The moon base will be inhabited by avatar robots, while the cosmonauts will only visit them from time to time, he said. The machines are unlikely to have the appearance of the tall, blue-colored aliens from James Cameron’s ‘Avatar,’ but – just like in the movie – they’ll be remotely controlled by human operators.
Elaborating on the details on Monday, Rogozin said that the sophisticated robots, currently being developed by Russia, will only be helpers for humans, and not a replacement.
The space boss firmly rebuffed “couch experts,” who according to him, often question the necessity of sending humans to space when it’s expensive and dangerous, while there are robots that can be controlled from Earth or make decisions on their own.

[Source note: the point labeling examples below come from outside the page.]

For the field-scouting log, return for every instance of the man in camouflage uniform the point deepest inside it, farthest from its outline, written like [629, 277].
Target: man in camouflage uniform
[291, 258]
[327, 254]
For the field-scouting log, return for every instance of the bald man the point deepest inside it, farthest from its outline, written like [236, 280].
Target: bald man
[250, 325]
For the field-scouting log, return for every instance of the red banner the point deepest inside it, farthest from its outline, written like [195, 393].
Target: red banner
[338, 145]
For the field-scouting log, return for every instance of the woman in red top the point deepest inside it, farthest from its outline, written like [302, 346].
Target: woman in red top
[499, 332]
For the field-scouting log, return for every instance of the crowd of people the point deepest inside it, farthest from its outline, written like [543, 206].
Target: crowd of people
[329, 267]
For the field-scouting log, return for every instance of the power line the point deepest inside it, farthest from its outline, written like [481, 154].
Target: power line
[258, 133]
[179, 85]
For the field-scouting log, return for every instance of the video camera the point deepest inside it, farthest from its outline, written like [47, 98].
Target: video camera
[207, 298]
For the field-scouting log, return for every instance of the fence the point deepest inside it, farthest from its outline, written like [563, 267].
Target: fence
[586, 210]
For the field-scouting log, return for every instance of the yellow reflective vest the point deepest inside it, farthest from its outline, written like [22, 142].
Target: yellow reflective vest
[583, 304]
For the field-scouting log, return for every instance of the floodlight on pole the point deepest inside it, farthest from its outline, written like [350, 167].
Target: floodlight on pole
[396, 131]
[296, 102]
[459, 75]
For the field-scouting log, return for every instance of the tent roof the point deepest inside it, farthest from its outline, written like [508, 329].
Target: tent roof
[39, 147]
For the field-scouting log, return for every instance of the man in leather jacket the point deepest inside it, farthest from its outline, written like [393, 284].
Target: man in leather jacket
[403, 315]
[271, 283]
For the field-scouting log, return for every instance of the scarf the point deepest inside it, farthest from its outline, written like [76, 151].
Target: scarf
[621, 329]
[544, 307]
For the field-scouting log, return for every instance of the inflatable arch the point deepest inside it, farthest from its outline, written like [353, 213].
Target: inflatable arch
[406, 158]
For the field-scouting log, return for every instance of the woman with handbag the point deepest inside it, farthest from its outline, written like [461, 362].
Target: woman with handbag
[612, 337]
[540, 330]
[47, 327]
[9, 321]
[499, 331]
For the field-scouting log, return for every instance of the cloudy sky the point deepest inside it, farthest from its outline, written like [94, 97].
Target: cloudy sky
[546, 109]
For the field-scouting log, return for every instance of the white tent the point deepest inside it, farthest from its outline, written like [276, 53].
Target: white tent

As an axiom, we believe that that only humans are capable of controlling their creation and carrying out fundamental scientific research.
Rogozin acknowledged that the space industry is among the leaders in robotics and that Roscosmos was developing “robots, including avatars.”
This line of work is “very important” because “there are operations, including those in outer space, where it makes sense to provide robot backup to humans,” he explained.
“But no supercomputer will ever be able to replace a human for one simple reason: the human isn’t just a lab worker, who services the machines. The human is a creator and a discoverer,” Rogozin said.
Another reason to use flesh-and-blood cosmonauts during missions is that humans in space are themselves a subject of scientific research, the Roscosmos chief added.
It was earlier reported that a Russian android robot, named FEDOR, will be on board Russia’s new reusable spacecraft ‘Federation’ (‘Federatsiya’), which is expected to launch in the early 2020s to replace the Soyuz vessels.